Experiments with man-lifting kites were conducted by Captain B.F.S. Baden-Powell (brother of Lord Baden-Powell, the scout movement founder) from 1893. As a result of this a kite section within the Royal Engineers was formed the following year.

The kite had certain advantages over the balloon. It could fly in winds of up to 50mph. It also did not rely on gas and the associated gas generating equipment. It consequently required less of a wagon train to operate in the field.

Man-lifting kites were soon championed by the flamboyant American showman Mr Samuel Franklin Cody who would become a prominent pioneer in early British aviation. Cody had made his name appearing in Wild West shows in America. He arrived in Britain in 1890 with his show ‘The Klondyke Nugget’. It was toward the end of the decade that Cody started experimenting with kites. By 1901 he was sufficiently confident to approach the War Office but he was met with little interest.

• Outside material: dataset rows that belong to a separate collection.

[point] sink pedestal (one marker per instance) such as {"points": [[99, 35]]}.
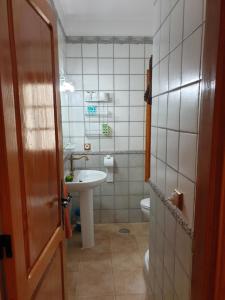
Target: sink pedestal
{"points": [[87, 218]]}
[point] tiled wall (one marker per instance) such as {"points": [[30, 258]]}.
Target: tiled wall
{"points": [[119, 69], [177, 50], [119, 201], [115, 68]]}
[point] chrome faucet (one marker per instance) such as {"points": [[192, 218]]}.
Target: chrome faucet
{"points": [[72, 158]]}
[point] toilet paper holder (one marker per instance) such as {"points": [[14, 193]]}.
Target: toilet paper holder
{"points": [[109, 165]]}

The Admiralty however were intrigued by the kite’s potential for reconnaissance. During a trial, Cody was flying at 800 feet from the rear of HMS Seahorse when the ship turned down wind. The kite collapsed and Cody had to be rescued from the sea. Undeterred the Admiralty proceeded with its order for kites.

In June 1904 Cody was invited to demonstrate his man-lifting ‘war kite’ to the Army at Aldershot. The series of demonstrations were so successful in winds exceeding 40 mph that Colonel John E. Capper, Officer Commanding the Balloon Section, Royal Engineers wrote in his report to the War Office that

‘I cannot speak too strongly as to the excellence of these kites as regards their design and ability to perform what Mr Cody claims for them. The man-lifting kites will take a man into the air to practically any required height, and will keep him steady there so that he can observe. No other kites that I have read or heard of can approach them in sturdiness and security combined with lifting power’

In response the Army placed an order for three kites for observations and signals. Cody was also appointed Chief Instructor in Kiting.

Cody’s kite worked on a series of lifter kites, the number dependent on the wind strength, until the operating officer felt that there was enough pull on the winch to raise a man in the passenger-carrying basket. The basket could then be moved up and down the line by altering the angle of the kite.

Despite never being used operationally kites remained in use with both the Navy and Army up until the beginning of the First World War. The Army List of August 1914 includes a Kite Section of the RFC stationed at South Farnborough. The Section however was disbanded shortly afterwards.